Deepak Srinath on 7, June, 2011
[Editorial Notes: This article published under series called “Bring Your Own Insights”, where we bring selected guests (invite-only) to share their insights with Pluggd.in audience on a regular basis.
We have always believed that our readers bring a lot of insights, so why not enable a direct channel for them to share their insights/experience with the audience? These guests will come from different industries and will share their insights on a very frequent basis. Here is presenting an insightful article written by Deepak Srinath, who is cofounder of Viedea Capital Advisors.]

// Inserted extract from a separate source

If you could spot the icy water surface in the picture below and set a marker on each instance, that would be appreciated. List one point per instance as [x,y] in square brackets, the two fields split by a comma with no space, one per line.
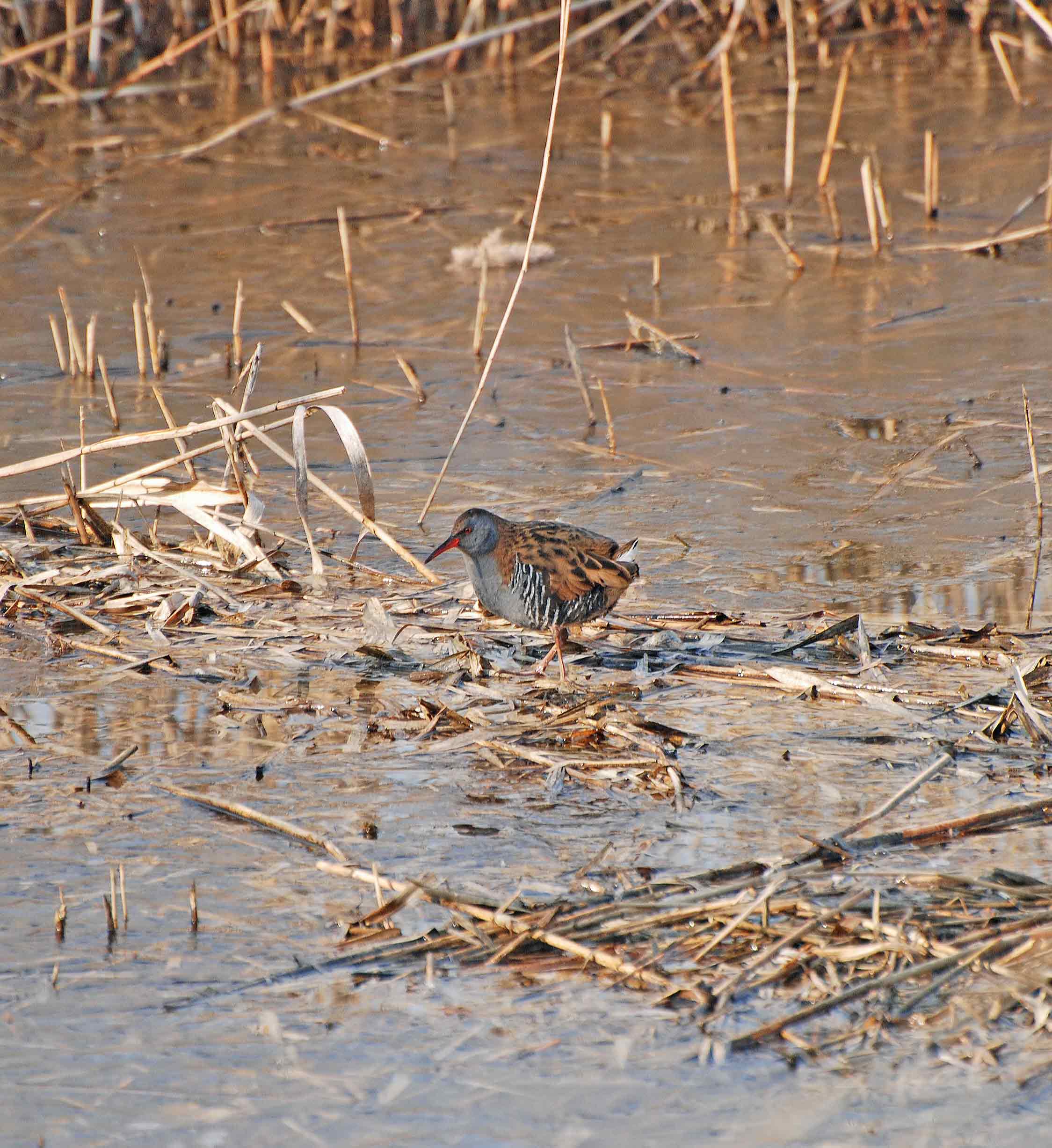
[778,476]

Recently, I was talking to a partner in a top VC fund about why the fund had passed a particular investment opportunity. The startup we were discussing had created a lot of buzz, revenues were growing faster than their competitors and the founding team was aggressive and impressive. The partner replied that the fund had decided not to invest because they were not comfortable with the ‘moral compass’ of the founders. Investors often find themselves in a dilemma about the ‘moral compass’ of founders, i.e, the innate sense of ethical right or wrong on the basis of which an individual makes business decisions.
As an I-banker I’ve encountered plenty of entrepreneurs with dodgy moral compasses. The misdemeanors range from showing inflated sales numbers to shortchanging customers intentionally. There are times when I’ve even had serious doubts about an entrepreneur’s intention of using VC money for the right purpose. With some entrepreneurs its just a gut feel that something is amiss even if you can’t put a finger on it.
Conversely, I’ve been in situations that have exposed the moral compass of funds. A couple of years ago, we were in the process of raising funds for an internet firm. A VC showed great interest in our client and we shared all the data on the business with them. A couple of weeks later, we found out that the VC had issued a term sheet to a close competitor of our client. One can argue that this situation is normal- A VC will evaluate all the players in a space and make a decision on whom to invest in. This is perfectly fine and part of the VC game. However, a few days later when our client happened to meet the CEO of the firm the VC had decided invest in, he was shocked to discover that his competitor seemed to know everything about his numbers and growth strategy. Clearly, the data we had shared with the VC had found its way to the firm’s competitor.
In an industry that is more often than not on thin ice when it comes to ethics, why is it so important to possess the right moral compass? I think its not just about taking a moral high ground; it actually makes solid business sense to do so. The world of Entrepreneurship and Venture capital is a relatively close-knit and well informed group, especially with social media and blogs disseminating stories instantly. The best entrepreneurs will never want to raise money from an investor with a dodgy track record. Similarly, an entrepreneur who cuts corners will get caught out sooner rather than later and will never be able to raise a follow on round or attract the best talent, leave alone build a scalable and sustainable business.
I hope the anti corruption fervor in Indian society spills over to the entrepreneurial and investing world too. What do you think?